Celebrating Black Women Writers this Black History Month with Nadège René


To mark this year’s Black History Month, Spread the Word asked four writers from the Spread the Word community to contribute to this feature honouring this year’s theme Saluting our Sisters which celebrates the contributions and achievements of Black women in the UK and around the world. Writer Nadège René tells us about her journey as a writer and three Black women authors she loves, and shares advice for Black women writers who are on, or starting out on, their journey.

Tell us about your journey as a writer

My writing journey has been bumpy. For years, I used blogging to help make sense of the things happening around me. In doing so, I developed an ability to weave themes into a narrative in a way that seemed to compel readers to keep reading. My writing influences range from rap to things said in real-time, and I love slang for being unruly.

Writing a novel is where it gets extra bumpy.
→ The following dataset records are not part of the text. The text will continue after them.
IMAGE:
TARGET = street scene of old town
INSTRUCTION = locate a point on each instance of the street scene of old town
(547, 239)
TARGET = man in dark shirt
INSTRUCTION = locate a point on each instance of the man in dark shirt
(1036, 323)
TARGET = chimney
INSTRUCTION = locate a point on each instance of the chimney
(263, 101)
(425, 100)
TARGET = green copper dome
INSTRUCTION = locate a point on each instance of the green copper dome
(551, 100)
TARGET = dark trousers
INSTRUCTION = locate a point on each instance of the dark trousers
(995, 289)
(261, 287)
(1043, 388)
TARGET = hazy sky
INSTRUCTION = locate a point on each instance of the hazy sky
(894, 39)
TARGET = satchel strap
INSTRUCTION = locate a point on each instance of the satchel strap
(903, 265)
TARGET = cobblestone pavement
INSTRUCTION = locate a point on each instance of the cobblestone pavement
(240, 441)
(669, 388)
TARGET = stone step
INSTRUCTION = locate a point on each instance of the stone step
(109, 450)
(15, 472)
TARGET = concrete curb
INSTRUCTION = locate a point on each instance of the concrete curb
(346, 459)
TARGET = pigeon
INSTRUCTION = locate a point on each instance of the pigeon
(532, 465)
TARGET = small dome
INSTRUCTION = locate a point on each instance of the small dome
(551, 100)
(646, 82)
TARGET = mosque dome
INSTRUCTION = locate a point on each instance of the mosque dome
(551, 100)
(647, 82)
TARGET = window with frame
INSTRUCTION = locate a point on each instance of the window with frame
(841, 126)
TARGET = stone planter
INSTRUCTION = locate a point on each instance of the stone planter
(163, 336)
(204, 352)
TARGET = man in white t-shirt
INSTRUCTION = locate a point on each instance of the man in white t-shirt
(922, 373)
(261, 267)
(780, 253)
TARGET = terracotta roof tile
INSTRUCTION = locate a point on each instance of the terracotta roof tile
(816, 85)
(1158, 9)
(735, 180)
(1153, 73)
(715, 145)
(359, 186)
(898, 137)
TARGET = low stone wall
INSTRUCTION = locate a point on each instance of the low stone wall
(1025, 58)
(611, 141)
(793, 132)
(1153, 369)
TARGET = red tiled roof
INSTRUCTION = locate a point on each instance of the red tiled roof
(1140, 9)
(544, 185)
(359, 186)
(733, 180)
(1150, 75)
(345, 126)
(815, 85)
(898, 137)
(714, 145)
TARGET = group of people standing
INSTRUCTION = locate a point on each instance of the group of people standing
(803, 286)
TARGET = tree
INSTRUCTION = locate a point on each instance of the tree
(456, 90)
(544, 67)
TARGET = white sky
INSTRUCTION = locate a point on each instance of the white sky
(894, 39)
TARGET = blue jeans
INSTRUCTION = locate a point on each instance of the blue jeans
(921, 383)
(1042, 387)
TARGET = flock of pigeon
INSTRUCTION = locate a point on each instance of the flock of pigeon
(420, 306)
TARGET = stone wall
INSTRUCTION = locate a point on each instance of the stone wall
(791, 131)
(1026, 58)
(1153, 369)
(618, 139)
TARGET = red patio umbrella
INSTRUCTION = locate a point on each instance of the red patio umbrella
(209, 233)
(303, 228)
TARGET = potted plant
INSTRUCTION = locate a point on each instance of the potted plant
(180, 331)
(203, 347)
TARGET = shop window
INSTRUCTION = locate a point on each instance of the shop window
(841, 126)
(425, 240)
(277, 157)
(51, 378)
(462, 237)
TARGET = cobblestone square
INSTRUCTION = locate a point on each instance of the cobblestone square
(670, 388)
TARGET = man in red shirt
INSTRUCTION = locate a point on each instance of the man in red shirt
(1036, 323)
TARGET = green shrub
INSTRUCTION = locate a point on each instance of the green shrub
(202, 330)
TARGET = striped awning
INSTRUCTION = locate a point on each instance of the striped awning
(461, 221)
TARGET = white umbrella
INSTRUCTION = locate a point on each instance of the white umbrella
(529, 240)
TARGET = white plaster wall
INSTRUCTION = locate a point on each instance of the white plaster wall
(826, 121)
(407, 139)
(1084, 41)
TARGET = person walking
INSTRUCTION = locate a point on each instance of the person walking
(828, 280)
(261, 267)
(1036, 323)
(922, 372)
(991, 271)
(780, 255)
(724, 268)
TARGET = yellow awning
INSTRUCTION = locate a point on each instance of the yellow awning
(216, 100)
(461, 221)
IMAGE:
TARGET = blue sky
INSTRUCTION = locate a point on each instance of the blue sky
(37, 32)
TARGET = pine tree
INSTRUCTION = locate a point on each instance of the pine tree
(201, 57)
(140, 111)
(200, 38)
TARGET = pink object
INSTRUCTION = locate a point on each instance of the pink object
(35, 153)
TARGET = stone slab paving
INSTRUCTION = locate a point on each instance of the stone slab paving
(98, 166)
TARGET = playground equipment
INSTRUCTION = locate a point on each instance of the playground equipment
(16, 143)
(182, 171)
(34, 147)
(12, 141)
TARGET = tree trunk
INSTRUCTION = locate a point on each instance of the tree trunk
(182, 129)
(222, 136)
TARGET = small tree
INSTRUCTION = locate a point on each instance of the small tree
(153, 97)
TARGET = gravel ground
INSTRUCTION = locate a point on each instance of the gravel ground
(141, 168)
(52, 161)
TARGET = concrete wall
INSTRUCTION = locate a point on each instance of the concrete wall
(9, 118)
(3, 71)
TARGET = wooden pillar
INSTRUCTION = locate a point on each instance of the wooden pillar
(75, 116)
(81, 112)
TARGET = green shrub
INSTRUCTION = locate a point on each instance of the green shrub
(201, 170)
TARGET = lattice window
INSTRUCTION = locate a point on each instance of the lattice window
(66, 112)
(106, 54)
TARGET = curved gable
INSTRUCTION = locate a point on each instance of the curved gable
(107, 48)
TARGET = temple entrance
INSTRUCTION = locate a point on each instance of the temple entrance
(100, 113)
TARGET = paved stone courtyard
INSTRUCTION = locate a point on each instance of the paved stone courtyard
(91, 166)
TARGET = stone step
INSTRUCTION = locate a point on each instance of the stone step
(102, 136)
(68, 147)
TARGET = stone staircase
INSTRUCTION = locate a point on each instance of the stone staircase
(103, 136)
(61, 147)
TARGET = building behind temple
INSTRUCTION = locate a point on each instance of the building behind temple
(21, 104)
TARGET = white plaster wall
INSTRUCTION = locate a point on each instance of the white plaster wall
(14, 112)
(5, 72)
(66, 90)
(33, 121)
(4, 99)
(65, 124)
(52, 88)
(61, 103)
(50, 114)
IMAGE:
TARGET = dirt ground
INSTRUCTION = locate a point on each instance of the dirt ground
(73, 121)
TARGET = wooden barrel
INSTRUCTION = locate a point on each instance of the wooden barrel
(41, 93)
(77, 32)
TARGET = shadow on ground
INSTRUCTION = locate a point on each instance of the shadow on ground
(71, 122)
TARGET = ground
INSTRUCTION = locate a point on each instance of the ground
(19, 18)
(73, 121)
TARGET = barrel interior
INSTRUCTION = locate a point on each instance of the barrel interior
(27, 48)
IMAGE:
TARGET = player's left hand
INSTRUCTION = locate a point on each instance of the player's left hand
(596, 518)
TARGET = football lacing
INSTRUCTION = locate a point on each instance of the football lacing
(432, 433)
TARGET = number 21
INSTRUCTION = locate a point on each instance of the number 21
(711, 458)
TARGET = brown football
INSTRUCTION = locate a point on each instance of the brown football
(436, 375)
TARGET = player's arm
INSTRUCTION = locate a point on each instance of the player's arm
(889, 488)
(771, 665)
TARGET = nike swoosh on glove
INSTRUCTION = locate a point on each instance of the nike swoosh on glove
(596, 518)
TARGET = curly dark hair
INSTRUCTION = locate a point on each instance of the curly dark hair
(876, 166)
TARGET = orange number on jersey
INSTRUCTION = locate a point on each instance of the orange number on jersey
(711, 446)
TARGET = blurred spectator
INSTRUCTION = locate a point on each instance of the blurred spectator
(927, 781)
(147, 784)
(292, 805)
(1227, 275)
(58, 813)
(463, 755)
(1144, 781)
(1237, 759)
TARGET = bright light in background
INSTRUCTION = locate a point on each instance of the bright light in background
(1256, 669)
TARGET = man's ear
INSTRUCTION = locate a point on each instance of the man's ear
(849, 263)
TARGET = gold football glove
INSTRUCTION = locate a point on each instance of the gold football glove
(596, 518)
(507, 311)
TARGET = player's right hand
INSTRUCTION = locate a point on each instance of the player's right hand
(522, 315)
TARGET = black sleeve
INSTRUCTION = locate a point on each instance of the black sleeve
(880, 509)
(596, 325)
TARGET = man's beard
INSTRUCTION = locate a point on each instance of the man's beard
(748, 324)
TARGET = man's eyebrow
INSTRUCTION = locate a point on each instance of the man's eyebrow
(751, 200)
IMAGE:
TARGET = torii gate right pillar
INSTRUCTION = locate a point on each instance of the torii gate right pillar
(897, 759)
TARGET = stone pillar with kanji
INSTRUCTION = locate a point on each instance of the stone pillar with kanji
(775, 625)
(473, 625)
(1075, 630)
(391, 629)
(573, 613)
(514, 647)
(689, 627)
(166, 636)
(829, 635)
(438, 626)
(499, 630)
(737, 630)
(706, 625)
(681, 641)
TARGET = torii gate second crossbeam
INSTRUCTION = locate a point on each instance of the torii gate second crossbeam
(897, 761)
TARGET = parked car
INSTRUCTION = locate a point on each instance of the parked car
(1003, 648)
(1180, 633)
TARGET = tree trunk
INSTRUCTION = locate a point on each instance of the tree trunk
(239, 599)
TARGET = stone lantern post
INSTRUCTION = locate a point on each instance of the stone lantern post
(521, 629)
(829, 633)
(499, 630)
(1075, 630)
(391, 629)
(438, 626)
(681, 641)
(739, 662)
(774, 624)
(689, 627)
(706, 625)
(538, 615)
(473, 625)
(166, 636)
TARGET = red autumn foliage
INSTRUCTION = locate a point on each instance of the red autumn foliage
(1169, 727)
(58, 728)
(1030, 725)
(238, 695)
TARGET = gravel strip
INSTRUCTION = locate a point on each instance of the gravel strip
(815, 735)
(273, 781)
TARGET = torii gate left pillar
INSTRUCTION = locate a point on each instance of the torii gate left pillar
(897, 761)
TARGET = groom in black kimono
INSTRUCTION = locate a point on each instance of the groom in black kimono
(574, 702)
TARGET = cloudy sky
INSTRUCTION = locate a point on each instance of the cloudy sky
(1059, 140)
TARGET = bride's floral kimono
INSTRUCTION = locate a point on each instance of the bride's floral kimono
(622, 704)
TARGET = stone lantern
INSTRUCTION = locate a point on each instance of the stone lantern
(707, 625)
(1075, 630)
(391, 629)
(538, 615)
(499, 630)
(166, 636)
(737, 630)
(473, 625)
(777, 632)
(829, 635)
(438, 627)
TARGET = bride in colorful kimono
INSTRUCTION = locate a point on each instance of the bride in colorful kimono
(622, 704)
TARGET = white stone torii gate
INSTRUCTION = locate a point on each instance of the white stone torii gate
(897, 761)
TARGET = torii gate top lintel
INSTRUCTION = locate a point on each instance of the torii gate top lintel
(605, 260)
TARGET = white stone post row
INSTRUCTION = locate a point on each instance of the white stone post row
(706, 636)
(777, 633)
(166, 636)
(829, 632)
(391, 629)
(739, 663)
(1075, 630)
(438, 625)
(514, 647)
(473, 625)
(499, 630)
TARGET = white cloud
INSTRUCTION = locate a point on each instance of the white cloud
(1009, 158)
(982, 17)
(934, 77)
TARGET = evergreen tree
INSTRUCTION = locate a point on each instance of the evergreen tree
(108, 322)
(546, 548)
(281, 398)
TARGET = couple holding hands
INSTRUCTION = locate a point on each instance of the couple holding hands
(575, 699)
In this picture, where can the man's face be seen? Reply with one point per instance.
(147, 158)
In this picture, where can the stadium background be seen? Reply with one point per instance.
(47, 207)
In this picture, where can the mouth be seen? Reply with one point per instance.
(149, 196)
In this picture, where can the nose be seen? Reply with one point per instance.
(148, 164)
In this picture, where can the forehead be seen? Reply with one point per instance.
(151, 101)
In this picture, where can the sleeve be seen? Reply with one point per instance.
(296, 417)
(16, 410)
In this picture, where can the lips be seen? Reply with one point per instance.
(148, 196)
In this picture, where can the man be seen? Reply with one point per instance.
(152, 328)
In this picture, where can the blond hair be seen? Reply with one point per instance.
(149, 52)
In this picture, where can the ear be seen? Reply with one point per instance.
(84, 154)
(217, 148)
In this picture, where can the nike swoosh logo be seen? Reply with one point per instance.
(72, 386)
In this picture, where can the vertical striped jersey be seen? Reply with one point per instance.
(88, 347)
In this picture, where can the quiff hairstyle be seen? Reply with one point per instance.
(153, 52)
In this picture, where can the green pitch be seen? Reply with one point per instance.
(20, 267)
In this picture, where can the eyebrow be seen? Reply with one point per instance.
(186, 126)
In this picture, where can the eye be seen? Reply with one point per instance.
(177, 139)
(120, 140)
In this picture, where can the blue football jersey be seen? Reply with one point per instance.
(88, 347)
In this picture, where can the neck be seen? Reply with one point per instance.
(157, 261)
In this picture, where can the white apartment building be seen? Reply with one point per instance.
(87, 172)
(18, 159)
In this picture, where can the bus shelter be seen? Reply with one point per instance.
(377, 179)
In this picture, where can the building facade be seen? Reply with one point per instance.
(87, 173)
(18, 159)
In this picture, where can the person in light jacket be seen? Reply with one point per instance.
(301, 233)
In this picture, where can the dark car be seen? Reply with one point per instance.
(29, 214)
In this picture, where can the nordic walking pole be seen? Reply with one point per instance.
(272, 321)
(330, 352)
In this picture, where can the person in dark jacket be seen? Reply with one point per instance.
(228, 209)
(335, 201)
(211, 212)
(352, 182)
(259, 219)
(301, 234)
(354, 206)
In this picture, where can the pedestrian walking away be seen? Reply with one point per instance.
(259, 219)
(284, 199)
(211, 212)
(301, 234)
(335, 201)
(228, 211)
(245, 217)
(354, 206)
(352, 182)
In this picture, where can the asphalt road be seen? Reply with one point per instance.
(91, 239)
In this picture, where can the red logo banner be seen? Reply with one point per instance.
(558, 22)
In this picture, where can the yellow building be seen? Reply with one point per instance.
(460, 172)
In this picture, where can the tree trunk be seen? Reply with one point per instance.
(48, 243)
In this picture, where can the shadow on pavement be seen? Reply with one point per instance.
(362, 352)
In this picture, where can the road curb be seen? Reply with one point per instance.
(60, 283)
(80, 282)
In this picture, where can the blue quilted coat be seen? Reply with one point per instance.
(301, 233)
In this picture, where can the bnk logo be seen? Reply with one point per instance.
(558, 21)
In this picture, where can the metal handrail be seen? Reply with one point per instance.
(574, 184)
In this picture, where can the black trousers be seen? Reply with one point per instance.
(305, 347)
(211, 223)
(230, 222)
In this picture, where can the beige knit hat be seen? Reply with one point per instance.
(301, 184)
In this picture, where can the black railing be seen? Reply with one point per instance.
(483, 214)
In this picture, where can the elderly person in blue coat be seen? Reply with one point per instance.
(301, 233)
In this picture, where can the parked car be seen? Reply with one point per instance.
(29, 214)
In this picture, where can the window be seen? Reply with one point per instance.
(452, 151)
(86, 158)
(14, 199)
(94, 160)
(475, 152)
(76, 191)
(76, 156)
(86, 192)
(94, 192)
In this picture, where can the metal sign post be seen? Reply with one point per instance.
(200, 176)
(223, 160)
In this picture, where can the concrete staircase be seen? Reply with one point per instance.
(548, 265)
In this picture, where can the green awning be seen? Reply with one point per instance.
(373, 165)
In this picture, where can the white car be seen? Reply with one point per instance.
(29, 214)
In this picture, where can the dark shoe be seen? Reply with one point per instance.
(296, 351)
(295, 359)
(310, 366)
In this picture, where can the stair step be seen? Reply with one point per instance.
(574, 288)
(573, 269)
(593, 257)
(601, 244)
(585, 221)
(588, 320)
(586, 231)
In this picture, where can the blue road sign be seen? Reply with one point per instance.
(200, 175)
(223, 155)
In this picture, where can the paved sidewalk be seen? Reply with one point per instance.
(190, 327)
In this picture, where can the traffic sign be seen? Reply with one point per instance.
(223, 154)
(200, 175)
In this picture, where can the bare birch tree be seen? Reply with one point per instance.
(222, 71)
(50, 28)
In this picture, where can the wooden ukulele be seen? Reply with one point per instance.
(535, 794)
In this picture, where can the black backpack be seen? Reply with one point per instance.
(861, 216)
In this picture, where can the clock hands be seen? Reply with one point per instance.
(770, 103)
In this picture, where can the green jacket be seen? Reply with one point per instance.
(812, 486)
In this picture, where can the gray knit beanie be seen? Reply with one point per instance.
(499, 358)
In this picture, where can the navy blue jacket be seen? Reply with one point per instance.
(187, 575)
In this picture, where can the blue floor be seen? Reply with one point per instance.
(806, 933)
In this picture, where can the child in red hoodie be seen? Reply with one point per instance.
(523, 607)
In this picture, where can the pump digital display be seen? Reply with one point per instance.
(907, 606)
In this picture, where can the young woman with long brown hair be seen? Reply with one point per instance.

Words flow in one moment, and the next, I question whether I have the skills to execute my ideas. When this happens, I either seek support from another writer or take a break from writing to enjoy life- hoping I return to work replenished enough to continue the marathon.

I enjoy exploring complex emotional and relational problems, the orphan experience, and ancient wisdom. I also use other art forms like singing and music to help my writing process and develop new ideas.

Tell us about some Black women writers you admire and why

Years ago, I came across Yeye Luisah Teish in an interview discussing her book Carnival of the Spirit, and her passion for African folklore inspired me. Yeye’s work makes me think about old ideas in new ways and even challenges my beliefs about writing. She examines how the written word (though a magnificent art form) can lack fluidity and lock us into set ways of thinking. For me, as a dyslexic writer, this is very refreshing.

Another writer I admire is Theresa Ikoko, a British-Nigerian playwright/screenwriter. I was browsing Netflix during lockdown one night and found Rocks. I realized I’d never seen young Black British women shown in film the way I see them and know them. I admire Theresa for writing a film that captures the intricacies of black UK girlhood (the banter, the softness, the strength) and how she worked with the cast of young women, centring their safety and wellbeing. It means the world to have a close-to-home example of someone doing it, and I’m excited for the premiere of her most recent project, Grime Kids.

Other black women writers who I have to mention are Michaela Coel and Matilda Feyiṣayọ Ibini.

Do you have any advice for aspiring and emerging Black women writers?

I know we’ve heard that black women are not a monolith, but too often, I see us wanting to prioritise our joy while very immediate challenges fight for our attention. So, I guess my advice would be balance. Trust yourself enough to put the problems down, even if just for a moment. You are allowed to rest, and you are allowed to play.

I’d also say to remind yourself that through writing, you are changing. Believing in your writing and continuing to write is a kind of self-advocacy that is always worthwhile.

About the contributor

Nadège is a London-based writer who has a love of singing and an interest in making music for novels. In 2022 she received a London Writers Award to work on her novel exploring generational trauma and the parallels between collective and individual experiences of overcoming. Nadège started writing The Spirit of the Ceiba Tree in the final year of her Creative Writing and Philosophy degree at the University of Greenwich. After graduation, Nadège taught children marginalized from mainstream schools in an alternative education provision, while also working with and alongside young people who have left the care system. Currently she works as a Careers Consultant and Drama Facilitator.